Pour terminer, je recopie ci-dessous un message écrit par J.-N. Lafargue sur le groupe de discussion fr.rec.arts.bd au sujet de Donjon, et qui me semble parfaitement résumer l'esprit de la série :
"Eric" a écrit : > Ma première question est : "Faut-il absolument lire Donjon ? > si oui pourquoi ?" Il ne faut pas absolument, mais c'est dommage de passer à côté. Pas mal de gens passent à côté, soit parce qu'ils sont rebutés par la thématique "heroïc fantasy" ou au contraire par le fait que cette thématique soit tournée en dérision, ou au contraire encore que la dérision se prenne au sérieux ! Et je ne parle pas du dessin sur lequel on entend tout et n'importe quoi - forcément, une dizaine de dessinateurs bien différents sont déjà intervenus sur la série ! Le moins qu'on puisse dire tout de même c'est que Donjon est une série très riche, ainsi qu'une véritable porte entre des familles différentes du paysage éditorial de la bande dessinée : Menu ou Blanquet chez Delcourt, ça aurait paru absurde au dernier degré il n'y a pas si longtemps.
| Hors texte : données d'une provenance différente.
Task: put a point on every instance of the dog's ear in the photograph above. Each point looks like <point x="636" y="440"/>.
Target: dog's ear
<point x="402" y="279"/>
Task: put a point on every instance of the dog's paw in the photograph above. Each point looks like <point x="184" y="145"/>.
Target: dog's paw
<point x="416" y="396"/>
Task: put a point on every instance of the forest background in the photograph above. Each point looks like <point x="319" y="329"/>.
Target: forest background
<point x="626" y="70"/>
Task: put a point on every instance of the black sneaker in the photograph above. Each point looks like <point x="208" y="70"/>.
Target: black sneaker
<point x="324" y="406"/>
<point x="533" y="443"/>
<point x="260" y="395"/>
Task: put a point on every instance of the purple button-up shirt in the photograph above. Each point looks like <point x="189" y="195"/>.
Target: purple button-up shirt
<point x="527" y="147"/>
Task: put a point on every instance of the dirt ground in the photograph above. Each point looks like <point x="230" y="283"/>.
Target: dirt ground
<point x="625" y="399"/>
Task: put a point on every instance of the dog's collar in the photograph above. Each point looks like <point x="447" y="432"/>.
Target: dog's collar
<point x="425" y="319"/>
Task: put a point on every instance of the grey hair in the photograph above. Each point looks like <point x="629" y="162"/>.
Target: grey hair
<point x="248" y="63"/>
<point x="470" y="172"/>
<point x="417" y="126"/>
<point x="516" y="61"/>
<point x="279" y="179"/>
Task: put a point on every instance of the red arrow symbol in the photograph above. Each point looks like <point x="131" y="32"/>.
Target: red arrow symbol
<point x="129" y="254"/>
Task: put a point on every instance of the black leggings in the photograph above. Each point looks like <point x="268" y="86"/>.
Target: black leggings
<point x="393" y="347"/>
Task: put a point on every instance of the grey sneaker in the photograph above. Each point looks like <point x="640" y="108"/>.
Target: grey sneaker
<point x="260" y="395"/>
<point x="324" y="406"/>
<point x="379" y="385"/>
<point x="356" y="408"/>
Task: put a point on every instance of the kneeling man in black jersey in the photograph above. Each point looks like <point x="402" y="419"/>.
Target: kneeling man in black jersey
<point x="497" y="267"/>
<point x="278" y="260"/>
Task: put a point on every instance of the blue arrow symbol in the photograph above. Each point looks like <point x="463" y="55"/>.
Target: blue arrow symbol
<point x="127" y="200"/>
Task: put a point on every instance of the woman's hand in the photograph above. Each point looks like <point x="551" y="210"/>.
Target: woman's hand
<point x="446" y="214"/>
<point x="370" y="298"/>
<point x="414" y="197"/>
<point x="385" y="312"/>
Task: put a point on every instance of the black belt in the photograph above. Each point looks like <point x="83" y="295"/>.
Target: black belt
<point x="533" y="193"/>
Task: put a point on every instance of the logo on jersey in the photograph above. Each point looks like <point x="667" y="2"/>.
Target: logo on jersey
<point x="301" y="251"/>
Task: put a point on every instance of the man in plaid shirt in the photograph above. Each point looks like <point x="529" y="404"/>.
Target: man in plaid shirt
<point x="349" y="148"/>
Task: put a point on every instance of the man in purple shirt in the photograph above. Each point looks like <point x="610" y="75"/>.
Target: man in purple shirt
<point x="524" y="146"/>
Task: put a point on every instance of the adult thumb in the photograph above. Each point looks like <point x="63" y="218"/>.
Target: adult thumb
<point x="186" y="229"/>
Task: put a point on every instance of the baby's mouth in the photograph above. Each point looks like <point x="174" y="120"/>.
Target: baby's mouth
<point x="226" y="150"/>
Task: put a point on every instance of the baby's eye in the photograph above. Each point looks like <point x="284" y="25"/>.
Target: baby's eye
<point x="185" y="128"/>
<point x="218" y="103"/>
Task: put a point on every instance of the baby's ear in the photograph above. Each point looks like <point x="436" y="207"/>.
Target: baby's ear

Parmi les autres particularités de Donjon il y a la manière dont la série se construit : dans tous les sens ! Le tome 1 a été suivi du 2 puis sont venus le 101, le -99, etc., etc. Quoi qu'il en soit, il est rare qu'un lecteur ne trouve pas son compte dans une des trois époques de Donjon : le roman initiatique, un peu mousquetaire, des "potron-minet", l'humour pur et dur des "zénith" et des "Parade" ou la dimension métaphysico-Shakespearo- Jim Starlinesque (je viens d'inventer ça) de la série "Crépuscule". [...] Si vous mettez le nez dedans, vous reviendrez vite en disant "au début le dessin ne m'attirait pas et à présent je le trouve très beau" - c'est ça, l'art, d'ailleurs, ne pas séduire sur un malentendu ou en se donnant des facilités.
(Le message original se trouve ici.
Note : le dernier paragraphe parle en réalité du style de Joann Sfar, et pas spécifiquement de Donjon; mais comme je trouve que l'idée est très bien formulée et qu'elle s'applique largement à Donjon, je l'ai gardé. Et puis Sfar participe à Donjon, alors j'ai le droit.)